One for children and parents alike, the Warriors Academy is the ultimate form of cultural immersion. With a bespoke and highly-unique wildlife safari, guests can gain a deep and intimate appreciation for two of Africa’s unique tribes – Maasai and Samburu.

Visitors are instantly welcomed to this enriching and fascinating experience, encouraging a brand-new and eye-opening perspective to the African wilderness. Under the tutelage of their ‘Moran’, or warriors, guests solidly ground their feet in the lives of the people who have called the bush their home for centuries.

Families can spend quality time by learning and gaining first-hand experience in ritualistic bush skills, folklore, and ancient wisdoms that connect people to the sacred land and are vital to survival in the East African wilderness. Additionally, guests of the Warrior Academy have the unmissable opportunity to gain in-depth knowledge of wildlife tracking. Such an intimate understanding can facilitate life-long treasured experiences like tracking elephants and leopards, and seeing amazing creatures in their natural habitats.

If this already wasn’t enough, visitors are enlightened by a trip to a traditional Masai village, learning the skills needed to use a bow and arrow, pangas, and spears, as well as build a bush camp and tend goats, all against the backdrop of soothing tribal stories and songs.


Gede Ruins

Heralded as Kenya’s national monument in 1927, the eerie yet spectacular Gede Ruins are the remains of a Swahili town and were discovered in 1948 by famous archaeologist, Louis Leakey. Adorned with sweeping arches, crumbling walls, ruined palaces, and bygone houses, the famous archaeological site dates back to the 12th century and represents the shadows of what was once a bustling city.

Bomas of Kenya

Located just outside Nairobi, the Bomas of Kenya is a fascinating and culturally enriching site of traditional homesteads, spanning 23 different ethnic groups. First erected in the 1970s, it aims to promote Kenyan culture to the many that visit every year, offering a guided tour of the homesteads and expanding horizons, with traditional dances and songs performed in a stunning circular theatre.

Mau Mau Caves

Uncovered in the jutting rocks and foothills of the mighty Mount Kenya, the Mau Mau Caves are steeped in significant history, thought to have been the hiding place for freedom fighters during the colonial era and the subsequent rebellion. Although accessible by a steep three-hour walk, we promise that the hike is worth it, offering a profound site that is teeming with swooping birds and colobus monkeys.

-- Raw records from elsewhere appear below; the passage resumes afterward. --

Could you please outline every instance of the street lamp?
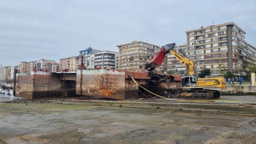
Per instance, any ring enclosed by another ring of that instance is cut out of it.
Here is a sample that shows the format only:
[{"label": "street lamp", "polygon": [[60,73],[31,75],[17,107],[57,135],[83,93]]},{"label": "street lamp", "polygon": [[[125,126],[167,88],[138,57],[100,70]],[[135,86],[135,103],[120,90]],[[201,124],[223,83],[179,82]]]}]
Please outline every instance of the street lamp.
[{"label": "street lamp", "polygon": [[[236,66],[236,68],[238,69],[238,73],[236,73],[236,81],[237,81],[238,79],[238,74],[239,74],[239,69],[240,68],[241,66],[241,65],[238,64]],[[237,70],[236,70],[236,72],[237,72]],[[239,74],[239,76],[240,76],[240,74]]]}]

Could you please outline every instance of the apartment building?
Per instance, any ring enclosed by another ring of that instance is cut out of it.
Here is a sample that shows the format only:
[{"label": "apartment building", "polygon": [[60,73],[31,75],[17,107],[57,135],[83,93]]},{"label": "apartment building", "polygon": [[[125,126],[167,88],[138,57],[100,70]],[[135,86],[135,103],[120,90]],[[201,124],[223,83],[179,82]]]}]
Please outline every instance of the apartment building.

Travelling around the wonders of Kenya couldn’t be easier thanks to the plethora of transport options available. The most prominent form of travel by far is the bus network, which goes through nearly every town in Kenya, particularly in the west, with frequent travel between Nairobi and the coast. However, it would be advisable to take the journey during the day to avoid any criminal activity, particularly in sparsely populated areas.  

If you are travelling further afield, taking the train would be your best option. For example, the Madaraka Express travels across 13 destinations between Mombasa and Suswa, offering a stress-free experience.  

Alternatively, matatus are brightly-coloured, privately owned minibuses that are shared forms of transport for the local people. They are mostly used in Nairobi as an affordable form of travel.  

Another option is shared taxis, which have a total capacity of up to nine passengers. Similar to the matatus, they depart once they are full and don’t stop between destinations, making them the perfect way to zip around the cities of Northern and Western Kenya.  

Finally, boda bodas are ideal for zooming through Kenya’s winding streets in an authentic, cost-effective way. It would best to use these compact bikes if you are an experienced motorcyclist, as helmets are not always offered, and the bikes have limited health and safety regulations.